The piste in question wasn’t Jamie Johnson’s fantasy trail down to Glenmore though, but Zig Zags. Not the sexiest of CairnGorm’s many runs, perhaps, but vital to the smooth running of the resort all the same. These little green-graded switchbacks are a high-traffic area, funnelling skiers and boarders from the busy Coire Cas side of the mountain down to the funicular middle station. Once they lose their snow, the flow of skiers around the mountain becomes much more problematic, with beginners more-or-less confined to the Ptarmigan Bowl at the top of the hill. With snow guns running this season, however, the Zig Zags should remain open as long as they are needed, and there are plans to use the guns elsewhere on the mountain, too, to patch up scoured areas when required.

Formerly head of ski patrol, Colin Matthew is going into his third winter as CairnGorm’s operations manager, and has become something of a YouTube sensation for his regular conditions updates, posted on the CairnGorm website throughout the season. “Snowmaking’s been talked about for years up here,” he says, “but in the past there wasn’t much enthusiasm or we didn’t have enough knowledge of it so it wasn’t very high on the agenda.”

Matthew first trialled a snowgun at CairnGorm in the winter of 2009/10, but there was so much natural snow that the gun was quickly buried and forgotten about. Then, the following season, the gun was damaged when a freak storm blew it down the hill.
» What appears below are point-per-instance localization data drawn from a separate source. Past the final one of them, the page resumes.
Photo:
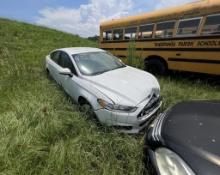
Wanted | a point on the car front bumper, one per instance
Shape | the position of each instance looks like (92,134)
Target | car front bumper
(128,122)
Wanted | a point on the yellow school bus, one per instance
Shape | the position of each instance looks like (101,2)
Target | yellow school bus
(185,38)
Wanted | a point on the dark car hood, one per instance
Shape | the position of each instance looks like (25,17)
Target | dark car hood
(192,130)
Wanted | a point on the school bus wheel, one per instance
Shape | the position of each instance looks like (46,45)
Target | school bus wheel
(156,66)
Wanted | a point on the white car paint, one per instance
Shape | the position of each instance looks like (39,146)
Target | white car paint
(125,86)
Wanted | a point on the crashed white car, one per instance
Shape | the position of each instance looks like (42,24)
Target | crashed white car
(118,95)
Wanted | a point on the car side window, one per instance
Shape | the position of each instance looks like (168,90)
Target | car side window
(65,62)
(55,56)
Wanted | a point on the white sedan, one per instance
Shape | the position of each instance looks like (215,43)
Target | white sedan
(118,95)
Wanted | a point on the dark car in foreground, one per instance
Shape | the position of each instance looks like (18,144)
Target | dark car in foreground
(185,140)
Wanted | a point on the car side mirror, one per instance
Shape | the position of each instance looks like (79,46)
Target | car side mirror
(66,71)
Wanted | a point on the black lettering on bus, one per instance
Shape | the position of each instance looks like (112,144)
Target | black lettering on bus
(185,44)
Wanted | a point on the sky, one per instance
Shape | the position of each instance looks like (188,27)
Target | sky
(80,17)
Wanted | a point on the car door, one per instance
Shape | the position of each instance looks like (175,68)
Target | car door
(67,82)
(53,65)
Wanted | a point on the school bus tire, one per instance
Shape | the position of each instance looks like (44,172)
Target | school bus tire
(156,66)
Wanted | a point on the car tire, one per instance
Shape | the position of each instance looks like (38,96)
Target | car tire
(156,67)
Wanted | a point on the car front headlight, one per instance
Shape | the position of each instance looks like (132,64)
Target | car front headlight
(115,107)
(170,163)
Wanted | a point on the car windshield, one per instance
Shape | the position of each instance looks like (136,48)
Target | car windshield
(95,63)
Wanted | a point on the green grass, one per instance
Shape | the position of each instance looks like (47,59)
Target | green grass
(42,132)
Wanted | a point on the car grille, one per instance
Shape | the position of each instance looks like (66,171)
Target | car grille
(151,105)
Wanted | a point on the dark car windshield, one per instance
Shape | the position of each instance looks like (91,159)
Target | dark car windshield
(94,63)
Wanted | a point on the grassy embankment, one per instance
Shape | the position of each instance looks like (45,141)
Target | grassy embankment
(42,132)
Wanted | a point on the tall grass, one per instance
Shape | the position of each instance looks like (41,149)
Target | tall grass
(42,131)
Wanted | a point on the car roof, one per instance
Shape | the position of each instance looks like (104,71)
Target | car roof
(77,50)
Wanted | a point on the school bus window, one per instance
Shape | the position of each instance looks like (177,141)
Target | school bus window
(118,34)
(107,35)
(130,33)
(146,31)
(165,29)
(188,26)
(212,25)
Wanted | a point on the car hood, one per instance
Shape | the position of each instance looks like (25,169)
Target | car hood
(192,130)
(126,86)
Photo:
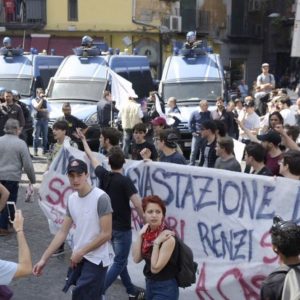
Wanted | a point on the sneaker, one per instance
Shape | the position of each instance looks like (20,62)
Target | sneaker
(139,295)
(59,251)
(4,232)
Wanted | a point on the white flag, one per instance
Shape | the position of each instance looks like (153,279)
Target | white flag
(121,89)
(158,106)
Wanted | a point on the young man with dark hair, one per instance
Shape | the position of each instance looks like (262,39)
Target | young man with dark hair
(59,129)
(42,107)
(105,110)
(109,137)
(167,145)
(196,119)
(121,191)
(270,142)
(89,212)
(288,115)
(226,159)
(140,143)
(289,165)
(72,122)
(208,154)
(255,155)
(285,237)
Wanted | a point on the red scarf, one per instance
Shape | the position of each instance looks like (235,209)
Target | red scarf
(148,239)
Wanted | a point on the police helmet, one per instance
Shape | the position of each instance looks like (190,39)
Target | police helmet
(191,36)
(86,41)
(16,94)
(7,42)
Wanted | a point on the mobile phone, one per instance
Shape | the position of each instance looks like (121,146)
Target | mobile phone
(11,208)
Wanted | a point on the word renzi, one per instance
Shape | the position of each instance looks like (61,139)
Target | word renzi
(239,198)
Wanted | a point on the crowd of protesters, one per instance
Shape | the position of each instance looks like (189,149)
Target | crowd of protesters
(266,122)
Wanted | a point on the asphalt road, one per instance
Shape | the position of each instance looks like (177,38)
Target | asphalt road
(48,286)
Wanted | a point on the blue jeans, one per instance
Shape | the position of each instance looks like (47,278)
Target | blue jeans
(121,242)
(195,148)
(162,290)
(40,128)
(12,187)
(127,137)
(90,283)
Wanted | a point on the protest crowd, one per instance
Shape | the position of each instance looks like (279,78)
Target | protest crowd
(264,122)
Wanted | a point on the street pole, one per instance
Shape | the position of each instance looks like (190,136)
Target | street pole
(296,36)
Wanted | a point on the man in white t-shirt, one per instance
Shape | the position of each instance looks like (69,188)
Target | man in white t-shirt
(288,115)
(10,270)
(265,83)
(250,119)
(89,212)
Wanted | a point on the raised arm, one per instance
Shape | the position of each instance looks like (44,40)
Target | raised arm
(103,237)
(25,264)
(137,245)
(94,160)
(4,195)
(59,238)
(163,248)
(137,203)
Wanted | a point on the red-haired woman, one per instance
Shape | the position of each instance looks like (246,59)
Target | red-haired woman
(157,246)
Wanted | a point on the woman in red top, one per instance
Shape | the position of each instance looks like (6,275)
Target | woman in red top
(157,246)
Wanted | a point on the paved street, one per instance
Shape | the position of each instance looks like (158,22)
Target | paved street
(50,284)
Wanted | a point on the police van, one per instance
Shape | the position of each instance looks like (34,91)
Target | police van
(25,72)
(191,76)
(82,78)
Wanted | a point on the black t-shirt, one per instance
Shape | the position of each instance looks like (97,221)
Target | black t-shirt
(264,171)
(73,123)
(168,272)
(119,188)
(137,148)
(272,286)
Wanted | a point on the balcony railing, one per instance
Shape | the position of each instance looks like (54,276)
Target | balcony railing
(22,14)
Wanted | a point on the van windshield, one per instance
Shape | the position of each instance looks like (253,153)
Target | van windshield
(22,84)
(184,91)
(77,90)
Finally, last year, it was possible to conduct a proper test and the results impressed Matthew enough to persevere with a more extensive trial for 2012/13. Four snowguns are being leased from Italian company Techno Alpin, and Matthew believes they will more than pay for themselves.

“We got weather data for the last five years and we discovered there’s probably 40 days a year when temperatures are right to make snow,” he says. “That was only temperature data, not wind [high winds prevent snowmaking], but we made the case that if we only had three or four days of snowmaking in certain areas to help keep links open or get a run open quicker then there would be a financial gain.”

As if to prove the point, when CairnGorm opened for the season on 1 December they were able to offer skiing all the way down to the middle station, charging £25 a ticket. Without the snowguns, Matthew doesn’t think the Zig Zags would have been passable, which would have meant they could only have opened the upper part of the mountain and only charged £15. That might not sound like much of a difference, but every time CairnGorm has a good day, big infrastructure projects like, say, the re-opening of the much-mourned Coire na Ciste and West Wall chairlifts, seem that little bit more possible. True, the 4km mega-piste down to Glenmore may still be a long way off yet. But that’s fine. It’ll be worth the wait.